Biasanya orang-orang yang mencari lobster akan menyelam ke dasar laut atau hanya menaruh perangkap di karang-karang. Namun itu berbeda dengan cara para pencari lobster di Pantai Timang, Gunung Kidul, Daerah Istimewa Yogyakarta. Mereka menggunakan alat tradisional seperti kereta gantung untuk digunakan menyebrang ke pulau yang terletak sekitar 200 meter dari pantai. Untuk mencapai pantai tersebut bisa dibilang agak sulit, karena tidak adanya papan petunjuk dan juga akses jalannya yang sempit dan berbatu.

Dinamai Pantai Timang karena untuk mencapai pulau yang diseberangnya harus menggunakan kereta gantung, dan ketika melewatinya akan berasa seperti ditimang-timang. Di pantai itu terdapat sebuah pulau kecil yang terbentuk dari batuan karang, yang biasa disebut Pulau Panjang.
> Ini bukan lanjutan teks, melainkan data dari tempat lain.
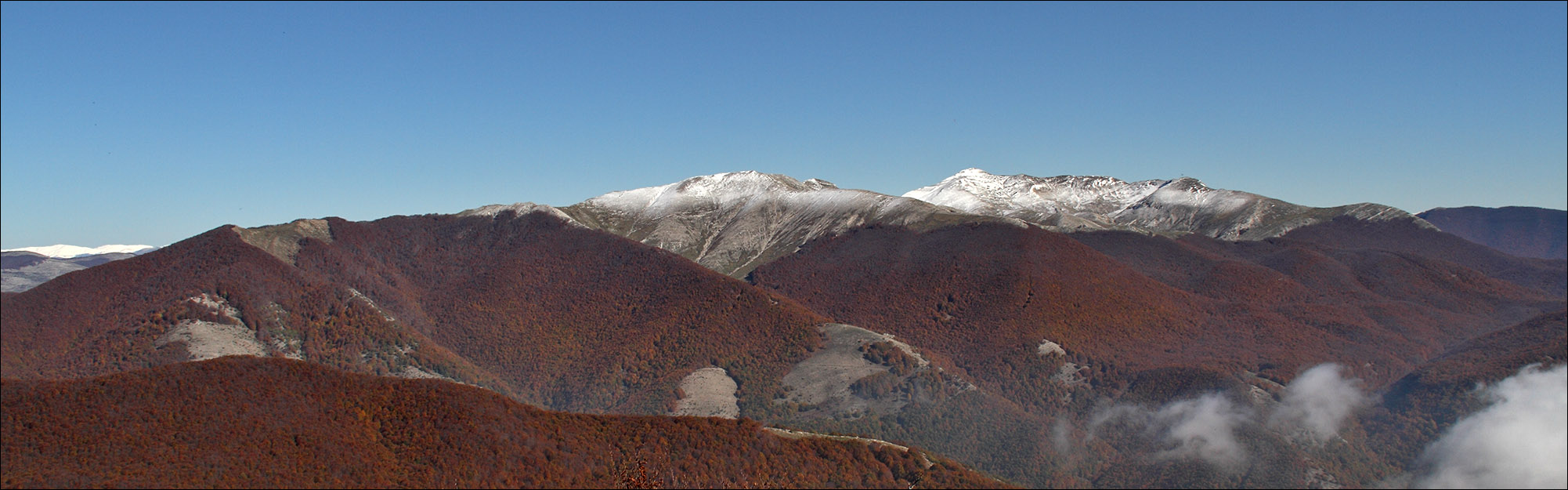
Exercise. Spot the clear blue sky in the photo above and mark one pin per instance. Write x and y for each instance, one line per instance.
(132, 123)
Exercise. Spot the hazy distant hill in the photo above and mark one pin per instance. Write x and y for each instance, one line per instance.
(1178, 206)
(27, 267)
(1523, 231)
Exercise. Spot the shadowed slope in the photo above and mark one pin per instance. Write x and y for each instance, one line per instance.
(273, 423)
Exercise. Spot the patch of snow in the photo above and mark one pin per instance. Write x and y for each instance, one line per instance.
(419, 374)
(1048, 347)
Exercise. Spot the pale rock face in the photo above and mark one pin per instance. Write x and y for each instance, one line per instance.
(707, 391)
(1180, 206)
(735, 222)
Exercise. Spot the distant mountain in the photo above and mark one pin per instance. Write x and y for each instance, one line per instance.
(735, 222)
(32, 266)
(1097, 358)
(70, 252)
(245, 421)
(1523, 231)
(1079, 203)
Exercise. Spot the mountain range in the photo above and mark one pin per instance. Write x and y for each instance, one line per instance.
(1175, 336)
(32, 266)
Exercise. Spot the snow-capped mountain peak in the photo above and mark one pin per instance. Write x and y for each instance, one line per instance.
(734, 222)
(1181, 205)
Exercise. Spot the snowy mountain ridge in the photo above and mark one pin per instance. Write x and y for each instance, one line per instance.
(1084, 203)
(734, 222)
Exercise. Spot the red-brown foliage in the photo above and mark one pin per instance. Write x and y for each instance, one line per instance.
(984, 292)
(547, 313)
(275, 423)
(569, 318)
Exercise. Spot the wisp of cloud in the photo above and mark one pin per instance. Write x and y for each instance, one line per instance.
(1205, 427)
(1319, 401)
(1518, 441)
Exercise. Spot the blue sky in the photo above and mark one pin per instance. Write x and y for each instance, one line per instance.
(148, 123)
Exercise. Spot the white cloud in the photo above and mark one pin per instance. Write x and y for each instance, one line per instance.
(1205, 427)
(1518, 441)
(1319, 401)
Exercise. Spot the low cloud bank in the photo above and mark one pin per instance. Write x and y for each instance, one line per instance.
(1206, 427)
(1319, 401)
(1518, 441)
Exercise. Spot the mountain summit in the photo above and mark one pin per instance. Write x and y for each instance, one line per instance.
(1078, 203)
(734, 222)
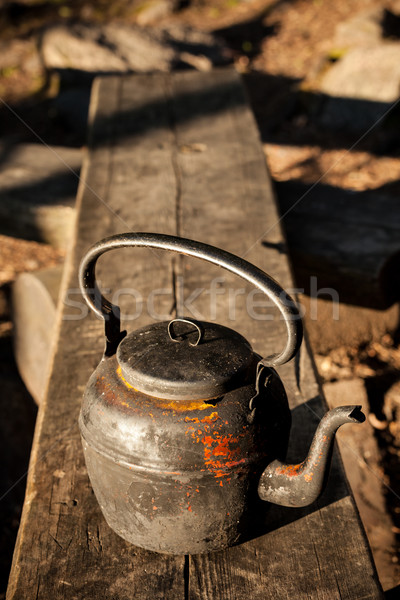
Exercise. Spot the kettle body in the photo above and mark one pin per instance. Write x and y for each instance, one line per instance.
(179, 476)
(184, 427)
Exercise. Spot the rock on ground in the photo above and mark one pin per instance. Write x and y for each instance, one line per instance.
(366, 73)
(122, 48)
(38, 187)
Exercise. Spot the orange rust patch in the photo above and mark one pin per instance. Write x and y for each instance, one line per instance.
(210, 418)
(289, 470)
(224, 446)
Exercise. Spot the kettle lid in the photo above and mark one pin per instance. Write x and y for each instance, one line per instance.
(186, 360)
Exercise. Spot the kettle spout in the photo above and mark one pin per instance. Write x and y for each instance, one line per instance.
(299, 485)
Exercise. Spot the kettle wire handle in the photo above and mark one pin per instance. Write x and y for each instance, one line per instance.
(111, 313)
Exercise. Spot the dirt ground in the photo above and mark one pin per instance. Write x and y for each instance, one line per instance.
(282, 48)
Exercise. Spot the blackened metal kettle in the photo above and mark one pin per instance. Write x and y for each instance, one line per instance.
(184, 427)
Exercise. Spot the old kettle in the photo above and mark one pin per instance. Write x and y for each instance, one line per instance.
(184, 427)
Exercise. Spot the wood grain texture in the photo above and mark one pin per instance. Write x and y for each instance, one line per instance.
(176, 154)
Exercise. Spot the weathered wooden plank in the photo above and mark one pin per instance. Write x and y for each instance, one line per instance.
(175, 154)
(64, 547)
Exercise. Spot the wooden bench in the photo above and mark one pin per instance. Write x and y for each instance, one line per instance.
(176, 154)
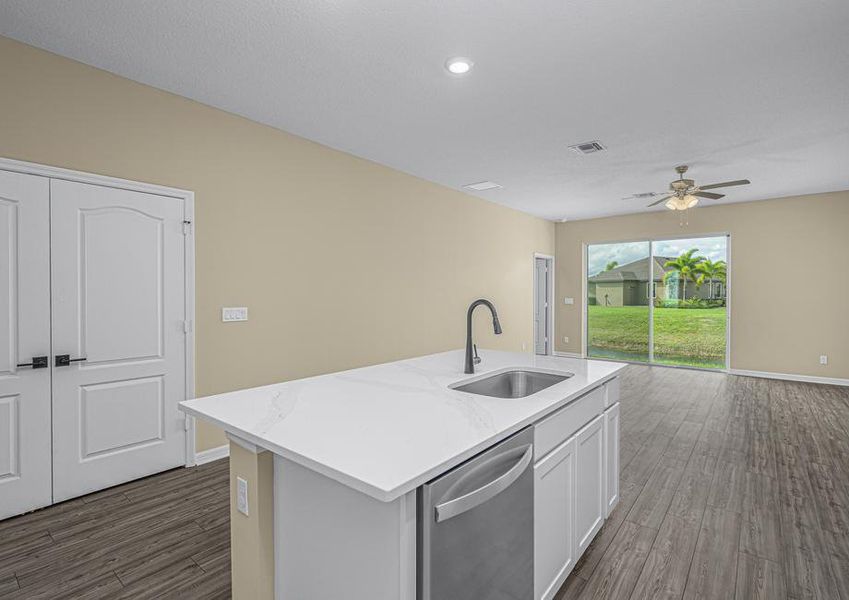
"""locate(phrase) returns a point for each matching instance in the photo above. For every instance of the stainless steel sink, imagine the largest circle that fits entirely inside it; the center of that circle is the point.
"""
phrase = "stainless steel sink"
(512, 384)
Dari pulau itulah mereka menaruh jaring yang diberi umpan, atau orang sana menyebutnya dengan krungkut yaitu sejenis binatang laut seperti umang-umang (kelomang).
Krungkut
Pada sore hari, para nelayan menaruh jaring tersebut, kemudian saat pagi hari sekitar pukul  05.00, mereka mengambilnya. Hasil tangkapan tergantung cuaca dan juga gelombang air laut. Saat cuaca cerah dan gelombangnya tenang, biasanya mereka mendapatkan banyak lobster, sedangkan apabila cuaca sedang tidak bagus, mereka kadang tidak mendapatkan apa-apa.
Sepatu karet
Lobster-lobster yang terjaring kemudian dikumpulkan di tempat penampungan, yaitu di rumahnya Pak Saidi. Di tempat penampungan ini kemudian dijual ke berbagai tempat di Yogyakarta. Harga dari lobster ini bermacam-macam, tergantung jenisnya. Lobster yang merah dibandrol dengan harga sekitar Rp 200.000/kilo, sedangkan yang hijau sekitar Rp 250.000-300.000/kilo, karena lobster hijau kandungan dagingnya lebih banyak.

Bagi pengunjung yang ingin menyeberang ke Pulau Panjang dikenakan biaya Rp 100.000/orang, dan minimal 5 orang, karena untuk mengoperasikan “wahana” tersebut membutuhkan 6 orang operator dan harus ada musyawarah terlebih dahulu oleh para warga desa. Awalnya untuk menyebrang tidak dikenakan tarif, tetapi karena banyak pengunjung yang juga ingin mencoba, maka para nelayan memutuskan mematok tarif untuk menambah penghasilan mereka. Walaupun begitu, keselamatan para pengunjung tidak ditanggung, karena tidak adanya asuransi.
“Kereta gantung” itu dibuat pada tahun 1997 dan dipelopori oleh Pak Saidi. Pada waktu itu ia terinspirasi oleh Kereta Gantung yang ada di Taman Mini Indonesia Indah, maka ia memutuskan untuk membuatnya secara tradisional. Tali diseberangkan menggunakan perahu yang ia bawa dari Pantai Siung yang letaknya di sebelah timur Pantai Timang. Saat gelombang sedang surut, Pak Senen, rekan dari Pak Saidi mendekatkan perahunya lalu berenang ke pulau tersebut, karena medannya berupa batuan karang, sehingga perahu sulit untuk menepi. Saat sampai di pulau tersebut mereka memasang tiang yang terbuat dari kayu dan menambatkan tali tambang.

Dan hingga kini kayu tersebut belum pernah diganti. Sedangkan tali diganti sekitar 1 tahun 2x. Namun tetap saja, tali dan tiangnya tidak sesuai dengan standar keamanan. Dahulu dari pemerintah pernah ingin memberikan bantuan berupa tali, tiang, sling baja, dan juga perlengkapan lain yang sesuai standar internasional, namun Pak Saidi menolaknya, dikarenakan inilah tantangan dan keunikan dari tempat tersebut.